We dined alone, and I told Riley what Professor Langer had said. He said: "Most Protestants, whether they have any religion or not, attribute Protestant notions to the Catholic Church. What these people say shows to what extent the conception of Rome has been distorted by their being saturated with Protestant ideas. Mallock says somewhere that the Anglicans talk of the Catholic Church as if she were a lapsed Protestant sect, and they attack her for being false to what she has never professed. He says they don't see the real difference between the two Churches, which is not in this or that dogma, but in the authority on which all dogma rests. The Professors you quote take for granted that Catholics base their religion, as Protestants do, on the Bible solely, and judged from that point of view she seems to them superstitious and dishonest. But Catholics believe that Christ guaranteed infallibility to the Church in perpetuum: perpetual infallibility. Catholics discover this not at first from the Church as doctrine, but from records as trustworthy human documents, and they believe that the Church being perpetually infallible can only interpret the Bible in the right way. They believe she is guided in the interpretation of the Bible by the same Spirit which inspired the Bible. She teaches us more about the Bible. She says this is what the Bible teaches."
He said: "Mallock makes a further point. It is not only Protestant divines who talk like that. It is your advanced thinkers, men like Langer and his colleagues.

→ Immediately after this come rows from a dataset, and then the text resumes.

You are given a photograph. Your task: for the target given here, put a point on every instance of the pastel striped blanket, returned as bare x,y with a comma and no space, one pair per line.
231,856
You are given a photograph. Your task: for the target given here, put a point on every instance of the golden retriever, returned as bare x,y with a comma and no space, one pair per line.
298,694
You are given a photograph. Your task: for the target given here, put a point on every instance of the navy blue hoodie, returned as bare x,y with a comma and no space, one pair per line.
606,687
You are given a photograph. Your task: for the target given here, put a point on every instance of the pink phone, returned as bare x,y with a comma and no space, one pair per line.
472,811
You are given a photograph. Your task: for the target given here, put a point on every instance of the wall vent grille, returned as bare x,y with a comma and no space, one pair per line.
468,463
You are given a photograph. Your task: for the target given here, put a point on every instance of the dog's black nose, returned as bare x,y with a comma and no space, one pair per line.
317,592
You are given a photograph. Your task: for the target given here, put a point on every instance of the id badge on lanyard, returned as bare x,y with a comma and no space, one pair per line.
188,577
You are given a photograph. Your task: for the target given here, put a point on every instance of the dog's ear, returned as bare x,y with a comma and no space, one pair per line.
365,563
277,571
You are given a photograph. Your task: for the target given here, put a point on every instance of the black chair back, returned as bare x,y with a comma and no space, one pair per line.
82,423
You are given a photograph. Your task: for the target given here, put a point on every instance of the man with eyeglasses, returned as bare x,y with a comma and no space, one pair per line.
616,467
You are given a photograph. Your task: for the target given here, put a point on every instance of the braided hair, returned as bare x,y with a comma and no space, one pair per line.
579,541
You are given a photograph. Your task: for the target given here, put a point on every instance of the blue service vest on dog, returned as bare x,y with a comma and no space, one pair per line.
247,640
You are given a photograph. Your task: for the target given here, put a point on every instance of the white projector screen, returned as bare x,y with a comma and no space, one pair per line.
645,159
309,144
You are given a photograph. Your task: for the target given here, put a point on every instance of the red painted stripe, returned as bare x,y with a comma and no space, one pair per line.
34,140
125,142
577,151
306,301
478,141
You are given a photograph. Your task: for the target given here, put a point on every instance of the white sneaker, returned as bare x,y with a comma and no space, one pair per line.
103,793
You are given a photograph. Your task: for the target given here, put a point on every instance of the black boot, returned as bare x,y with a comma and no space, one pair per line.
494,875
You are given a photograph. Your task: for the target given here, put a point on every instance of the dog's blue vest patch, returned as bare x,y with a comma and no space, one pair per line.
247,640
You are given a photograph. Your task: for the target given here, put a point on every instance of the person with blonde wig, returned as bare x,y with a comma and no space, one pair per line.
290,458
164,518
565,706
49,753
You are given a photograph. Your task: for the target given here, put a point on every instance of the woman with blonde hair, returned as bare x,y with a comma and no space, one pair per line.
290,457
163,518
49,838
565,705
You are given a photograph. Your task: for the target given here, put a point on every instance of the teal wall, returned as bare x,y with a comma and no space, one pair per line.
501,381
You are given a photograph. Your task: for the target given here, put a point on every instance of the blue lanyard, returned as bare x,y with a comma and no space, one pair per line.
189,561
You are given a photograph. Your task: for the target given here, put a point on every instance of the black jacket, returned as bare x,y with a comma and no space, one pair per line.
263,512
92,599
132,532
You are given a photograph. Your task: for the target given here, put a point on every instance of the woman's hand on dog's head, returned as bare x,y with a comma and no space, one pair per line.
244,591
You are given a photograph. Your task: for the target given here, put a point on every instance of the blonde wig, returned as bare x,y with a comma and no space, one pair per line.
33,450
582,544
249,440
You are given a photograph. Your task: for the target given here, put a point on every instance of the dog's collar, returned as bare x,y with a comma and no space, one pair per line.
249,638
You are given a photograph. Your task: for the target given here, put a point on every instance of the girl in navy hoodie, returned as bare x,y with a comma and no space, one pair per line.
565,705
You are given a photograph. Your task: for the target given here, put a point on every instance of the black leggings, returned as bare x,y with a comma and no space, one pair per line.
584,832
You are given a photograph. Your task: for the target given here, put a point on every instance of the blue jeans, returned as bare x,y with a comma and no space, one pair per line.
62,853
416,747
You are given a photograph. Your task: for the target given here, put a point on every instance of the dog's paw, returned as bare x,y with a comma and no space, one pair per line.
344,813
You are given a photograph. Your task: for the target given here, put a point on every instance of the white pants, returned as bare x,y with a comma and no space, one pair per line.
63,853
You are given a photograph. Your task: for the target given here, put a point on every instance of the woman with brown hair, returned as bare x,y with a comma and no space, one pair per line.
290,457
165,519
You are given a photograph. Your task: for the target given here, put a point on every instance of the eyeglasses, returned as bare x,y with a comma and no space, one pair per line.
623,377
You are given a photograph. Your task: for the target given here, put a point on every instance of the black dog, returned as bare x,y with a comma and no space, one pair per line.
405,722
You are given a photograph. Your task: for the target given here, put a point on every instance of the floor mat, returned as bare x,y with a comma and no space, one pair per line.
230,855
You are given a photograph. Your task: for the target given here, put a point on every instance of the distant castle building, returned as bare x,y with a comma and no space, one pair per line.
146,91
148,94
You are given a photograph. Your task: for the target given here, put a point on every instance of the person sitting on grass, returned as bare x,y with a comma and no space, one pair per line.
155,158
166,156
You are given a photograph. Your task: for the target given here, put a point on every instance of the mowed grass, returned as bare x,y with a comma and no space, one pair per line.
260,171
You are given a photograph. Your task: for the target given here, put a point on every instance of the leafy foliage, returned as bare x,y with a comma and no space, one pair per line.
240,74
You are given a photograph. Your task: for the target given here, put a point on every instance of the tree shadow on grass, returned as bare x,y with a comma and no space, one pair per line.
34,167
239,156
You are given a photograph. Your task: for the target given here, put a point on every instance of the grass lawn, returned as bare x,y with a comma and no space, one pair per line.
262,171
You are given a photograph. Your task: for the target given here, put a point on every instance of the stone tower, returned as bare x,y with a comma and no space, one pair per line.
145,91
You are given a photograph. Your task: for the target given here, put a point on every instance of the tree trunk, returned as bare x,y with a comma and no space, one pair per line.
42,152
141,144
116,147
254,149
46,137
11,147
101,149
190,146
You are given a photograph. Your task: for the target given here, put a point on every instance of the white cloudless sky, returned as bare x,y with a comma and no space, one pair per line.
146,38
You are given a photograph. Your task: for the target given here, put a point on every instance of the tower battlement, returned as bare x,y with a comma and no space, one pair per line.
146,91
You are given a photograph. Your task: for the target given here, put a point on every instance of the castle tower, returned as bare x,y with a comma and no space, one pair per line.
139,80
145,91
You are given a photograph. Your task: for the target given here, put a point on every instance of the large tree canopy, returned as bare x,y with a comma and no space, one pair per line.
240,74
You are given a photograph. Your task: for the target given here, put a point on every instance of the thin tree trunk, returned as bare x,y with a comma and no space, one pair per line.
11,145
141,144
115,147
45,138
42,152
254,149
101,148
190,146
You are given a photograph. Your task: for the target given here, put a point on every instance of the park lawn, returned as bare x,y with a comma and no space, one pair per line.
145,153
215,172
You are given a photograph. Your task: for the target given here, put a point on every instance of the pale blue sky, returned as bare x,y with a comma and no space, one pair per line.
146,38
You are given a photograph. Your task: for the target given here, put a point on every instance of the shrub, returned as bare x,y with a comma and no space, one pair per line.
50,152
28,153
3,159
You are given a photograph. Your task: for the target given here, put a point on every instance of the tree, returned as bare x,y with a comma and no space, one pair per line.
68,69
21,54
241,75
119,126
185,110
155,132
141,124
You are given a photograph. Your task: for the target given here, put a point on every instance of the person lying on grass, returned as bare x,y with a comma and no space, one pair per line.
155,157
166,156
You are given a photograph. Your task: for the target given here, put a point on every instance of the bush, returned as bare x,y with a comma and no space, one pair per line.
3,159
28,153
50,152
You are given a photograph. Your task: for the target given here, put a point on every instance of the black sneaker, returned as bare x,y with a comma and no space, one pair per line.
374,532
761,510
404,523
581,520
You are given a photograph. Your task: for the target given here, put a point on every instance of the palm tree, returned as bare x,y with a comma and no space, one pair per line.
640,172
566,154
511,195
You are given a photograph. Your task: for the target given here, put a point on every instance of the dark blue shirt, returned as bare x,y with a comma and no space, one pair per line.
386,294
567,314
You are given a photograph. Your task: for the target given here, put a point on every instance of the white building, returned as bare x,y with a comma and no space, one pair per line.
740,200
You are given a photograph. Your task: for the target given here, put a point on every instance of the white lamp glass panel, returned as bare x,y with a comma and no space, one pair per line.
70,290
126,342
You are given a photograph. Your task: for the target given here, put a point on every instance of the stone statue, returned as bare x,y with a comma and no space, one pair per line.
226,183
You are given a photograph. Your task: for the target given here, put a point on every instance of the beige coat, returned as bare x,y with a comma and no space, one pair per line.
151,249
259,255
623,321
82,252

They utterly disbelieve in the Protestant religion; they trust the Protestants in nothing else, but at the same time they take their word for it, without further inquiry, that Protestantism is more reasonable than Catholicism. If they have destroyed Protestantism they conclude they must have destroyed Catholicism a fortiori. With regard to Langer's geological friend, it doesn't make a pin's difference to a Catholic whether evolution or natural selection is true or false. Neither of these theories pretends to explain the origin of life. Catholics believe the origin of life is God." He had heard a priest say, not long ago: "A Catholic can believe in evolution, and in evolution before evolution, and in evolution before that, if he likes, but what he must believe is that God made the world and in it mind, and that at some definite moment the mind of man rebelled against God."
Monday, June 27th.
A. telephoned for me. I saw him this afternoon. His room was full of flowers. He will not be allowed to get up till the end of the week. As soon as he is allowed to go out the doctor says he ought to go away and get some sea air. There is no question of his going to Canada. The Housmans have asked him to go to Cornwall and he is going there as soon as he can. He asked me when I was going. I said at the end of the month, if that would be convenient to him.
Tuesday, June 28th.
Finished Renan's Souvenirs d'Enfance et de Jeunesse. He says: "Je regrettais par moments de n'être pas protestant, afin de pouvoir être philosophe sans cesser d'être Chrétien. Puis je reconnaissais qu'il n'y a que les Catholiques qui soient conséquents." Riley's argument. Dined at the Club.
Wednesday, June 29th.
Dined with Hope at a restaurant in Soho. Quite a large gathering, with no one I knew. We had dinner in a private room. Two journalists—Hoxton, who writes in one of the Liberal newspapers, and Brice, who edits a weekly newspaper—had a heated argument about religion. Brice is and has always been an R.C. Hoxton's views seemed to me violent but undefined. He said, as far as I understood, that the Eastern Church was far nearer to early Christian tradition than the Western Church, and that by not defining things too narrowly and by not having an infallible Pope the Greeks had an inexpressible advantage over the Romans. Upon which someone else who was there said that the Greeks believed in the infallibility of the First Seven Councils; they believed their decisions to be as infallible as any papal utterance, and that dogma had been defined once and for all by the Councils. Brice said this was quite true, and while the Greeks had shut the door, the Catholic Church had left the door open. Besides which, he argued, what was the result of the action of the Greeks? Look at the Russian Church. As soon as it was separated it gave birth to another schism and that schism resulted in the rise of about a hundred religions, one of which had for one of its tenets that children should be strangled at their birth so as to inherit the Kingdom of Heaven without delay. That, said Brice, is the result of schism.
The other man said that there was no religion so completely under the control of the Government as the Russian. The Church was ultimately in the hands of gendarmes. Hoxton said that in spite of schisms, and in spite of anything the Government might do, the Eastern Church retained the early traditions of Christianity. Therefore, if an Englishman wanted to become a Catholic, it was absurd for him to become a Roman Catholic. He should first think of joining the Eastern Church and becoming a Greek Catholic. The other man, whose name I didn't catch, asked why, in that case, did Russian philosophers become Catholics and why did Solovieff, the Russian philosopher, talk of the pearl Christianity having unfortunately reached Russia smothered under the dust of Byzantium?
Brice said the Greek Church was schismatic and the Anglican Church was heretical and that was the end of the matter. Hoxton said: "My philosophy is quite as good as yours." Brice said it was a pity he could neither define nor explain his philosophy. Hope, who was bored by the whole argument, turned the conversation on to the Russian stage.